A National Academy of Engineering member known for her work to highlight statistical rigor and mathematical probability in infrastructure design and risk management will present the 2018 Stueck Lecture at Missouri S&T later this month.
Dr. Suzanne Lacasse, technical director of the Norwegian Geotechnical Institute and a member of the national engineering academies in the U.S., Canada, Norway and France, will discuss “Reality-based design for robust geotechnical practice” at 2:30 p.m., Friday, April 20, in Room 125 of Butler-Carlton Civil Engineering Hall, 1401 N. Pine St. The event is free and open to the public.Lacasse plans to illustrate probabilistic and reliability-based design methods with case studies involving dam design, landslide runout, foundations of a historical ship museum and offshore installations.
“The working stress design method based on an overall factor of safety has been used for a long time,” she says. “More recent alternative design methods are the load and resistance factor design method in North America, and the characteristic values and partial safety factors approach in Europe.
“A more rigorous approach is the reliability-based design approach using a target annual failure probability or target reliability index,” Lacasse adds. “This approach has the advantage of reflecting explicitly the uncertainty in the analysis parameters and their correlation.”
A native of Quebec, Canada, Lacasse studied civil engineering at Ecole Polytechnique de Montreal and the Massachusetts Institute of Technology.

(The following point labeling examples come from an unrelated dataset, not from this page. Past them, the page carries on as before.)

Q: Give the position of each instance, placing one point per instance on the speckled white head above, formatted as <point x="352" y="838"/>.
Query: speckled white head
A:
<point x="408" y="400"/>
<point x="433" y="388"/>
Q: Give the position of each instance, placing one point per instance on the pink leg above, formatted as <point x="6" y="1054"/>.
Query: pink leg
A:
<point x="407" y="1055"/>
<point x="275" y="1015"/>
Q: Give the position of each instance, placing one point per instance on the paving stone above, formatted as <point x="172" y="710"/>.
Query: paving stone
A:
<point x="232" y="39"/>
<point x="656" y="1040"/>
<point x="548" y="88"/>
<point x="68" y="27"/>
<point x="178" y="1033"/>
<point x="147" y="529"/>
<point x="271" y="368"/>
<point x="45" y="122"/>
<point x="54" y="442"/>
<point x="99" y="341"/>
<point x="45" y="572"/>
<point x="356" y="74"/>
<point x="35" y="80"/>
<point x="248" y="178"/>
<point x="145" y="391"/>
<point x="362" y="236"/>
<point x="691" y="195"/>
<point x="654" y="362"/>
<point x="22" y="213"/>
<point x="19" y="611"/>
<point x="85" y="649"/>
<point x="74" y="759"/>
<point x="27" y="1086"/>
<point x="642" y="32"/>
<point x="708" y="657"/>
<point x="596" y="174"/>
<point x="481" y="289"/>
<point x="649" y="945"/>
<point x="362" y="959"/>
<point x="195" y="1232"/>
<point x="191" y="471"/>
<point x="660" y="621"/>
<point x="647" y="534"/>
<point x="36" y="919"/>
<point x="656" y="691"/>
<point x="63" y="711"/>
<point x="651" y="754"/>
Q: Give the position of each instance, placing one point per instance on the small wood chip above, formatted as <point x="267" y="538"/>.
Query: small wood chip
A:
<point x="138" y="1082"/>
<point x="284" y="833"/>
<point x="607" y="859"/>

She is an honorary professor at Tongji University in Shanghai, China, and Zhehjiang University in Hangzhou, China, and is the author of over 300 scientific papers. She spent 20 years as managing director at the Norwegian institute before assuming her current role.
The lecture is presented as part of the Neil and Maurita Stueck Distinguished Lecture Series for Civil, Architectural and Environmental Engineering at Missouri S&T. The series is made possible by a fund established by Maurita Stueck to bring additional outside perspectives to S&T students, and to honor her late husband, a 1943 civil engineering graduate of the university.